$\frac{1}{2}+\frac{1}{4}+\frac{1}{8}+\cdots+\frac{1}{\infty}=?$

Question

One of my friends has given me the following problem:

$$\frac{1}{2}+\frac{1}{4}+\frac{1}{8}+\cdots+\frac{1}{\infty} = ?$$

He said that the answer is $1$. He has given his argument as that this is a part of the whole, and if we add together all the part, then we'd have a $1$. But said, disagreed with him that it'd not be $1$, rather it'd be $\frac{\infty - 1}{\infty}$. I'm not sure if this is correct. But I have given the argument with this view:

1. If we add together only the first two fractions, that is $\frac{1}{2}$ and $\frac{1}{4}$, then the sum will be $\frac{3}{4}$, which is equal to $\frac{4-1}{4}$.

2. Likewise, if we add together the first three, four, five, then the sum will be $\frac{x-1}{x}$, where $x$ is the denominator of last fraction. These happen because every time divide ramainder(whole in the first case) in the equal halves, there remain one part of the equal halves and after we add together all the part(follows the pattern, never break the pattern) there remain $\frac{1}{x}$ of the whole part. So we can nonetheless say this that this only became 1(the whole), if we add add the remainder in the sum, that's mean there will be $2$ of the last fraction. But that will break the pattern. But he argued with me and wanted me to ask the question here. I also said that if we round it then it will be $1$, rather it never will be $1$.

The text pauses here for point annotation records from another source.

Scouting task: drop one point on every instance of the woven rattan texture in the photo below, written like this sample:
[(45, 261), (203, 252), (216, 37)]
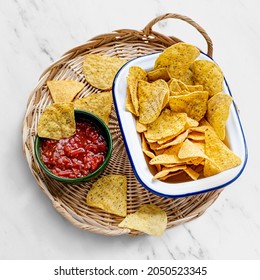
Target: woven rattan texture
[(69, 199)]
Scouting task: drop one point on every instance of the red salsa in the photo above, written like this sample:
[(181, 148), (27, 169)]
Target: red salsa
[(77, 156)]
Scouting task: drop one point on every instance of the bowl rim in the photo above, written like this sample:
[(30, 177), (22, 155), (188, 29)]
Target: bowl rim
[(89, 176), (187, 193)]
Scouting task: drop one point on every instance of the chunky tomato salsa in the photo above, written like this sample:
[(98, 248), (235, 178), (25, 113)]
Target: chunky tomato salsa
[(77, 156)]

So, what is your opinion about it? If included both, argument and mathematical calculation, then that will be great.

Answer 1

There is no such thing as $$\frac{1}{2}+\frac{1}{4}+\frac{1}{8}+\cdots+\frac{1}{\infty}.$$ On the other hand, there is something commonly notated $$\frac{1}{2}+\frac{1}{4}+\frac{1}{8}+\cdots$$ or, equivalently, $$\sum_{n=1}^\infty \frac{1}{2^n}. $$

By definition these two latter notations mean the limit of $$ \frac{1}{2}+\frac{1}{4}+\frac{1}{8}+\cdots+\frac{1}{2^k} $$ as $k$ "goes to infinity", or grows without bound. The "partial sum" up to $\frac{1}{2^k} $ equals $$ \frac{2^k-1}{2^k} = 1-\frac{1}{2^k} $$ and the limit of this is exactly $1$, because we can make $1-\frac{1}{2^k}$ be as close to $1$ as we want by taking $k$ large enough. This is the definition of what a limit means.

You seem to think that in order to take the limit one can simply plug the $\infty$ symbol into the formula instead of $k$. But that is nonsense; $\infty$ is not a number -- and even if you take a limit at an actual number rather than infinity, simply plugging that number into the formula is not guaranteed to yield the limit.

Answer 2

The only way of making sense of the sum you propose is to interpret $\infty$ as an element in a suitable number system, as opposed to its generic use in various fields (such as $\lim_{x\to\infty}$ in calculus). In such a number system the sum you propose indeed has a well-defined meaning (called a hyperfinite sum) and it does fall infinitesimally short of $1$, as you suggested.

Note that it would be more correct to list the last term in your sum as $\frac{1}{2^{\infty}}$.